School of Biological Sciences, Georgia Institute of Technologygrid.213917.f, Atlanta, Georgia, USA.
Center for Microbial Dynamics and Infection, Georgia Institute of Technologygrid.213917.f, Atlanta, Georgia, USA.
mSphere. 2022 Oct 26;7(5):e0031822. doi: 10.1128/msphere.00318-22. Epub 2022 Aug 16.
Chronic (long-lasting) infections are globally a major and rising cause of morbidity and mortality. Unlike typical acute infections, chronic infections are ecologically diverse, characterized by the presence of a polymicrobial mix of opportunistic pathogens and human-associated commensals. To address the challenge of chronic infection microbiomes, we focus on a particularly well-characterized disease, cystic fibrosis (CF), where polymicrobial lung infections persist for decades despite frequent exposure to antibiotics. Epidemiological analyses point to conflicting results on the benefits of antibiotic treatment yet are confounded by the dependency of antibiotic exposures on prior pathogen presence, limiting their ability to draw causal inferences on the relationships between antibiotic exposure and pathogen dynamics. To address this limitation, we develop a synthetic infection microbiome model representing CF metacommunity diversity and benchmark on clinical data. We show that in the absence of antibiotics, replicate microbiome structures in a synthetic sputum medium are highly repeatable and dominated by oral commensals. In contrast, challenge with physiologically relevant antibiotic doses leads to substantial community perturbation characterized by multiple alternate pathogen-dominant states and enrichment of drug-resistant species. These results provide evidence that antibiotics can drive the expansion (via competitive release) of previously rare opportunistic pathogens and offer a path toward microbiome-informed conditional treatment strategies. We develop and clinically benchmark an experimental model of the cystic fibrosis (CF) lung infection microbiome to investigate the impacts of antibiotic exposures on chronic, polymicrobial infections. We show that a single experimental model defined by metacommunity data can partially recapitulate the diversity of individual microbiome states observed across a population of people with CF. In the absence of antibiotics, we see highly repeatable community structures, dominated by oral microbes. Under clinically relevant antibiotic exposures, we see diverse and frequently pathogen-dominated communities, and a nonevolutionary enrichment of antimicrobial resistance on the community scale, mediated by competitive release. The results highlight the potential importance of nonevolutionary (community-ecological) processes in driving the growing global crisis of increasing antibiotic resistance.

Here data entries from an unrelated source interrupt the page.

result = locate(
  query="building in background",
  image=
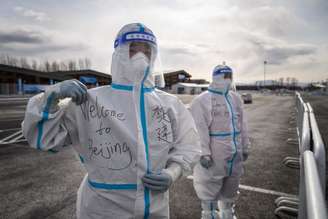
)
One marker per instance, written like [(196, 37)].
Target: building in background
[(188, 88), (17, 80), (175, 77)]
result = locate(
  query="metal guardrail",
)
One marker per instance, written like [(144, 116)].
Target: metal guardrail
[(312, 181), (318, 149), (315, 201)]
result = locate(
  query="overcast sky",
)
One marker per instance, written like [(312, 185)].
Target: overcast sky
[(194, 35)]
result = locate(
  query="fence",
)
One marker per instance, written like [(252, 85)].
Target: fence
[(310, 202)]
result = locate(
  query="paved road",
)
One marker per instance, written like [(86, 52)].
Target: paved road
[(42, 185), (268, 118)]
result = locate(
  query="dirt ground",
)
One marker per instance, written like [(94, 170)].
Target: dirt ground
[(36, 184)]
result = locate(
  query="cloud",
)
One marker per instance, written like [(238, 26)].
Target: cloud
[(22, 36), (278, 52), (32, 42), (37, 15)]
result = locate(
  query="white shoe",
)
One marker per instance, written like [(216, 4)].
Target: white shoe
[(210, 214)]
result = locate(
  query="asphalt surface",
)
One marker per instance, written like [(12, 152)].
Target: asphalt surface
[(37, 184)]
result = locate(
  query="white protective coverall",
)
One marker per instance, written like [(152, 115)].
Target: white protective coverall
[(221, 124), (120, 133)]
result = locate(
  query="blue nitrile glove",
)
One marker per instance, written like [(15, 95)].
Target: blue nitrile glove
[(161, 182), (206, 161), (74, 89)]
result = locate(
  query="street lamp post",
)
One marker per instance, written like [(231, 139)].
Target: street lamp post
[(265, 62)]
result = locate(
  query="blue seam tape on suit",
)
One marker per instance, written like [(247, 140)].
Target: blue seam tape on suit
[(145, 137), (45, 117), (107, 186), (230, 162), (130, 87)]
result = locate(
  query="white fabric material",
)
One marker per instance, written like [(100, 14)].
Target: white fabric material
[(174, 170), (119, 135), (221, 124)]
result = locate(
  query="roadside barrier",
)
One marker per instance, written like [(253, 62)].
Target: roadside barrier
[(311, 162)]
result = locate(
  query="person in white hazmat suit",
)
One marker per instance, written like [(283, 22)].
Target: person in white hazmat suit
[(221, 124), (133, 139)]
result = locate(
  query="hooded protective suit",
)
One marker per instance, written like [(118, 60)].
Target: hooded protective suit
[(221, 125), (121, 132)]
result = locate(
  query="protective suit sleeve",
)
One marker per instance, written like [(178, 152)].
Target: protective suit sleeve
[(43, 125), (202, 117), (244, 132), (174, 170), (186, 143)]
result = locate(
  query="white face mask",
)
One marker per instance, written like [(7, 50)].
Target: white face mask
[(221, 84), (139, 64)]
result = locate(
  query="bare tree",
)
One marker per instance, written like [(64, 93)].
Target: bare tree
[(71, 65), (63, 66), (23, 62), (281, 82), (55, 66), (81, 64), (87, 63)]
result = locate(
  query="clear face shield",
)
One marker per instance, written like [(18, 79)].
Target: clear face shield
[(136, 57), (223, 78)]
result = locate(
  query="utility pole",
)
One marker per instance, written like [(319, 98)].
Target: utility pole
[(264, 63)]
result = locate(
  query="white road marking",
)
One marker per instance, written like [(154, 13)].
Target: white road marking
[(259, 190)]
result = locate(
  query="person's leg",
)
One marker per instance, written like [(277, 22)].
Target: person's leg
[(209, 210), (227, 197)]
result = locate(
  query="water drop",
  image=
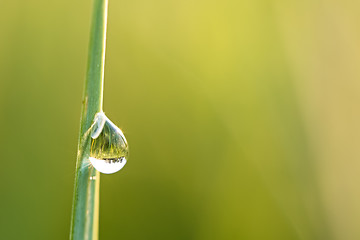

慢性(长期)感染是全球发病率和死亡率上升的主要原因。与典型的急性感染不同,慢性感染具有生态多样性,其特征是存在机会性病原体和与人类相关的共生体的多种微生物混合。为了应对慢性感染微生物组的挑战,我们专注于一种特别典型的疾病,即囊性纤维化(CF),尽管经常接触抗生素,但多微生物肺部感染仍持续数十年。流行病学分析表明抗生素治疗的益处存在相互矛盾的结果,但由于抗生素暴露依赖于先前病原体的存在,从而限制了它们对抗生素暴露与病原体动态之间关系进行因果推断的能力。为了解决这一限制,我们开发了一种代表 CF 元群落多样性的合成感染微生物组模型,并在临床数据上进行了基准测试。我们表明,在没有抗生素的情况下,在合成痰培养基中重复微生物组结构高度可重复,并且主要由口腔共生体主导。相比之下,用生理相关的抗生素剂量进行挑战会导致群落的大规模扰动,其特征是多个替代病原体主导状态和耐药物种的富集。这些结果提供了证据表明抗生素可以通过竞争释放来驱动先前罕见的机会性病原体的扩张,并为基于微生物组的条件治疗策略提供了一种途径。我们开发并在临床上对囊性纤维化(CF)肺部感染微生物组的实验模型进行基准测试,以研究抗生素暴露对慢性、多微生物感染的影响。我们表明,通过元群落数据定义的单个实验模型可以部分再现 CF 人群中观察到的个体微生物组状态多样性。在没有抗生素的情况下,我们看到高度可重复的群落结构,主要由口腔微生物主导。在临床相关的抗生素暴露下,我们看到了多样化且经常以病原体为主导的群落,以及在社区范围内非进化性的抗微生物药物耐药性富集,这是由竞争释放介导的。结果突出了非进化(群落-生态)过程在推动日益严重的全球抗生素耐药性危机方面的潜在重要性。